Lakota Mama Julz Locked Down, Arrested, in Jail, Fighting Appalachian Pipeline

Photo Appalachians Against Pipelines


Lakota Mama Julz Locked Down, Arrested, in Jail, Fighting Appalachian Pipeline

By Brenda Norrell, Censored News, Feb. 2, 2024

"Find your Warrior Spirit," said Mama Julz, Oglala Lakota, who locked down, was arrested, and is now in jail, for fighting the pipeline in Appalachia.

"Without water there in no life.

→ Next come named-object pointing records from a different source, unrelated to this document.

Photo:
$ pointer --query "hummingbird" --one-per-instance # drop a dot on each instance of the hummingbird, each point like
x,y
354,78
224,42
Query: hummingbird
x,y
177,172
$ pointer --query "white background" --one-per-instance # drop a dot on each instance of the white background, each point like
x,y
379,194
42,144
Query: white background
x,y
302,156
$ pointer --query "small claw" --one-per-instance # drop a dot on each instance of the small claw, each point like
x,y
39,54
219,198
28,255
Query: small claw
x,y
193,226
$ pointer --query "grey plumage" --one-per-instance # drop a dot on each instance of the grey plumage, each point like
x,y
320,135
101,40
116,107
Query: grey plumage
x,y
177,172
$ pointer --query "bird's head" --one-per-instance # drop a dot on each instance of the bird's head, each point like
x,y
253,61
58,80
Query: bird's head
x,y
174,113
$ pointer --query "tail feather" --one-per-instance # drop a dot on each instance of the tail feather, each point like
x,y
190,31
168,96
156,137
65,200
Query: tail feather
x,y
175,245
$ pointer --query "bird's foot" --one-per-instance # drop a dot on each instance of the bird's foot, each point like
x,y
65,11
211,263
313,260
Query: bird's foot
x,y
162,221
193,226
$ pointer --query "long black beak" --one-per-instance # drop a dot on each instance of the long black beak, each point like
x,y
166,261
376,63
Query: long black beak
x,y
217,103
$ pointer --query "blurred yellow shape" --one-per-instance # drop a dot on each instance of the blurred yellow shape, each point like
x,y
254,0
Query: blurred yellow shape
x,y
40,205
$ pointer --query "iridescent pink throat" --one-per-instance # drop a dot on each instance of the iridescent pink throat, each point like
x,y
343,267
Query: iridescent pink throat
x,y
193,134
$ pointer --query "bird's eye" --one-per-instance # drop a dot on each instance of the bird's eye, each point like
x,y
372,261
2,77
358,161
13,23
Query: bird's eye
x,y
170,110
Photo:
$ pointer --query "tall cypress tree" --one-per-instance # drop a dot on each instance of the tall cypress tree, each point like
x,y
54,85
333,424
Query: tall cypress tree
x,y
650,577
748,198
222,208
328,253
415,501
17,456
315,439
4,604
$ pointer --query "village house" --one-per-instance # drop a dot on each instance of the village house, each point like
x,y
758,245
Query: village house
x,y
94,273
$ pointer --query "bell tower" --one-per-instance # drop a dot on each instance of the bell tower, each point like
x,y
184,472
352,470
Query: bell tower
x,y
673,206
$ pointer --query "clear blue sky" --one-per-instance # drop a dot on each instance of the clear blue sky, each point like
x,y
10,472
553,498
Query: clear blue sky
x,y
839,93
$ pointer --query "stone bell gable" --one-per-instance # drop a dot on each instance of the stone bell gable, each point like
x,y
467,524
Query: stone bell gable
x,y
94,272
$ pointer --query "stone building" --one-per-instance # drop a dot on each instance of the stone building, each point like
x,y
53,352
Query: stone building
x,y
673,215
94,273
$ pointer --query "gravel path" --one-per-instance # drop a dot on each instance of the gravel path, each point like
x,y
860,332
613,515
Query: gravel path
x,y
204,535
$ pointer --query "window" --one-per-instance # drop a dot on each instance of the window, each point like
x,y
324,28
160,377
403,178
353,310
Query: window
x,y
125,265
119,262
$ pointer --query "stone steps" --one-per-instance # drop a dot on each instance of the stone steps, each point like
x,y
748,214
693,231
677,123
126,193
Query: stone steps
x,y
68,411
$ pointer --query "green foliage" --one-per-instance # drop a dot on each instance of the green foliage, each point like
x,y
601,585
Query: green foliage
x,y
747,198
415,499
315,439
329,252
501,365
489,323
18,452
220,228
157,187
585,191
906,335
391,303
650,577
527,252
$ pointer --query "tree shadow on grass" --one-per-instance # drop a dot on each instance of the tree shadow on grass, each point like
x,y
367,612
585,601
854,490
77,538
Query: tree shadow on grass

Violence against Mother Earth is violence against our sisters."

"In my culture, the women are the backbone of our society.It is the women who are standing up on all these frontlines," Mama Julz said as she locked down.


Photo Appalachians Against Pipelines

The Appalachians Against Pipelines said on Thursday:

The Mountain Mamas continue to show up and throw down for the land and water out in occupied Indigenous lands!! Land defender and water protector Mama Julz is locked down to a helicopter that is used to transport Mountain Valley Pipeline workers onto a remote work site on Poor Mountain, where MVP is causing an immense amount of damage pushing the pipeline through rugged lands.

Join us in support of Mama Julz at the corner of Cove Hollow Rd and 460 in Elliston.

"Without water there is no life," stated Ogala Lakota land defender Mama Julz. 
"Violence upon our Mother Earth is violence against our sisters. These man camps bring violence, all mothers everywhere need to join this movement and stand up. Find your warrior spirit and get here."

Mama Julz makes great sacrifices for the land, and she's putting out a call to action to everyone to find their warrior spirit and fight this pipeline. As the founder of Mothers Against Meth Alliance and an active voice in the MMIWG2ST (Missing and Murdered Indigenous Women, Girls and Two Spirit) movement, she has fought meth dealers in her homelands and in particular the ways that pipeline workers prey upon women and other relatives.

The red dress on the helicopter represents these missing and murdered Indigenous women, girls, two-spirit, and trans folks. 
 
"In my culture, the women are the backbone of our society, and right now its the women who are standing up in all these frontlines. I keep coming here because this land reminds me of my ancestral lands in the Black Hills, the rivers, the streams, the waterfalls."

This morning's action is another in a series of actions this week to fight the ongoing destruction of MVP. This site is just 2 miles from the site of the Yellow Finch tree sits, which prevented tree clearing in the path of the pipeline from 2018 - 2021.